En l’espèce, les appelants ont été avisés par le greffe d’avoir à faire signifier la déclaration d’appel aux intimés non constitués par message adressé par le RPVA le 11 août 2025.
Par message adressé par le RPVA le 11 septembre 2025, ils ont justifié avoir signifié leur déclaration d’appel et leurs conclusions d’appelants à M. [R] et Mme [Y] par actes délivrés selon les modalités de l’article 659 du code de procédure civile le 10 septembre 2025 au [Adresse 4] à [Localité 7].
Le commissaire de justice a indiqué auxdits actes :
« Le destinataire n’est pas ou plus domicilié à cette adresse.
Le nom du destinataire ne figure pas sur les boîtes aux lettres ni sur l’interphone.
L’enquête auprès du voisinage s’est avérée être infructueuse.
Nous n’avons connaissance d’aucun numéro de téléphone ou adresse mail afin de joindre le requis.
Nous n’avons pas non plus connaissance de son éventuel employeur.
Le nom du destinataire ne figure pas sur le site Internet www.pagesblanches.fr dans le département de /Oise, ni la région de Picardie.
De même, la recherche nationale par les nom et prénom du destinataire est également infructueuse.
J’ai interrogé mon mandant, Maître [I] [V] qui me confirme ne pas avoir connaissance d’une éventuelle autre adresse que le [Adresse 4] où rencontrer le destinataire. »
Mme [Y] et M. [R] établissent cependant qu’ils n’habitaient plus à cette adresse et que leurs anciens bailleurs en avaient parfaitement connaissance, puisqu’ils les avaient avisés de leur nouvelle domiciliation au [Adresse 2] à [Localité 7] tant par les conclusions remises le 10 mars 2025 au juge des contentieux de la protection de Beauvais que par la signification de la décision rendue par ce dernier qu’ils leur ont faite délivrer le 17 juin 2025.
Par ailleurs, aucune signification de la déclaration d’appel n’a été faite aux autres intimés.
Il convient en conséquence de constater la caducité de la déclaration d’appel.

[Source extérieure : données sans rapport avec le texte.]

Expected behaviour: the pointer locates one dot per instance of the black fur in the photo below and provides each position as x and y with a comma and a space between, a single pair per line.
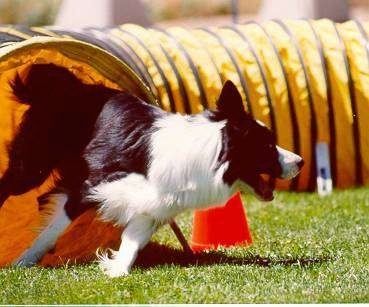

2. Sur les demandes accessoires
En application de l’article 696 du code de procédure civile, il convient de condamner M. et Mme [D] in solidum aux dépens d’incident et d’appel.
En application de l’article 700 du code de procédure civile, M. et Mme [D] seront par ailleurs condamnés in solidum à payer à Mme [K], M. [R], Mme [Y], Mme [B], M. [Y] la somme indiquée au dispositif de la présente décision.
PAR CES MOTIFS
Statuant par mise à disposition au greffe, après débats publics, par ordonnance contradictoire susceptible de déféré,
Prononce la caducité de la déclaration d’appel formée le 27 mai 2025 par M. [G] [D] et Mme [E] [F] contre le jugement rendu le 28 avril 2025 par le juge des contentieux de la protection du tribunal judiciaire de Beauvais (RG n°25/2945) ;
Condamne in solidum M. [G] [D] et Mme [E] [F] aux dépens d’incident et d’appel ;
Condamne in solidum M. [G] [D] et Mme [E] [F] à payer à Mme [N] [Y], M. [P] [R], Mme [S] [K], Mme [Z] [B] et M. [T] [Y], ensemble, la somme de 1 500 euros au titre de leurs frais irrépétibles.